Yaşanan tehdit algısının yüksekliği bizleri çoğu zaman öfkeli karşı çıkışlara zorluyor. Tam o anda cephede Rousseau okuyan Mustafa Kemal’i gözümüzün önüne getirelim. Daha savaş bitmeden “genel irade” kuramı ile inşa etmeye çalıştığı sistemin taşlarını döşeyen bir liderden daha zor bir durumda değiliz. Ülkenin içinde bulunduğu krizlere yaslanıp yalnızca iktidarı eleştirmekten ziyade kendisini bu ülkenin gerçek sahipleri olarak gören kişilerin bu topluma alternatif olarak ne sunduğunu ilk başta bir program temelinde görmek mecburiyetindeyiz. Bu da ancak geçmişle olan ilişkimizi çok daha rasyonel bir temelde kurmak ile mümkün olacaktır. Mustafa Kemal’in önündeki sorun neydi? Elindeki araçlar neydi? Soruna nasıl bir çözüm üretti? Ürettiği çözüm geçici yoksa kalıcı bir başarı sağlamış mıdır? Soruları üzerinden düşündüğümüzde sanıyorum taşlar yerine oturmaya başlayacaktır.

Üçüncü bir problem olarak da ülkenin yaşadığı sorunların ulusal sınırlara sıkışan sorunlar olduğunu düşündüren yaklaşımdır. Türkiye’nin sorunlarının kuruluş döneminde ulusal sınırlar içinde üretilen çözümlerde saklı olduğunu düşünmek dönemin uluslararası dinamikleri göz ardı etmekle eş değerdir.

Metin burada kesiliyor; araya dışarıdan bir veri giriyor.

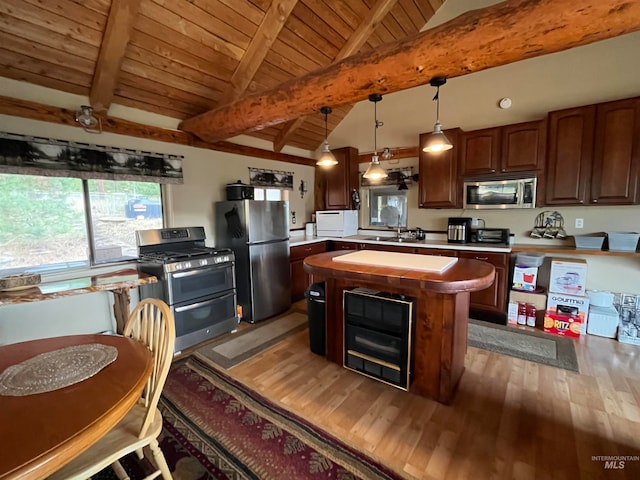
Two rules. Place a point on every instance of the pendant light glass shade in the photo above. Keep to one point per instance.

Türkiye hiçbir dönemde uluslararası denklemden yalıtılmış bir ada ülkesi olmadığı için ve yaklaşık 200 yıl süren bir işgal programına maruz kaldığı için yalnızca kendi toprağında değil sömürgeciliğe maruz kalmış tüm bölge ülkeleriyle bir kader ortaklığına sahip olduğu için, neoliberal dönemin tüm küresel güney üzerinde sert bir taarruz başlattığı 1980’lerden bu yana bu kader ortaklığı küresel düzlemde genişlediği için yalnızca ulusal sınırlar içinde üretilmiş bir programı geri çağırmak çok verimli bir biçimde sonuçlanmayabilir. “Kemalizm tüm ezilen halklara ilham kaynağı oldu” serzenişinizi duyar gibiyim ancak bunun da altını ciddi bir şekilde doldurmadan ve bunu ulusal sınırların ötesine taşıyacak güncel bir program haline getirmeden savunmak da başka bir eksikliği beraberinde getirecektir.

Bizim meselemiz 23-38 arası yapılanları merkeze almaktan ziyade bu pratiğin hangi fikirle ve motivasyon ile yapıldığını tespit edebilmek olmalıdır. Üretilen üründen daha önemli olan şey bu ürünün o dönemde neye karşılık geldiği ve 100 yıl sonra bugün ne ifade edebileceğini düşünmektir. Başka bir ifadeyle bir davranışı değil bir mantığı devralmaya ihtiyaç bulunmaktadır. İkili ve gayrı resmî sohbetlerde basit bir tekrar istenmediğini iddia eden herkesin bunların yerine ne yapılması gerektiğine dair de bir şeyler söylemesi beklenmektedir. Yoksa sözümüzün basit bir temenniden öteye geçmeyeceği ve dışardan sadece geçmişe özlem duyan bireyler olarak görünmenin ötesine geçmek epey zordur.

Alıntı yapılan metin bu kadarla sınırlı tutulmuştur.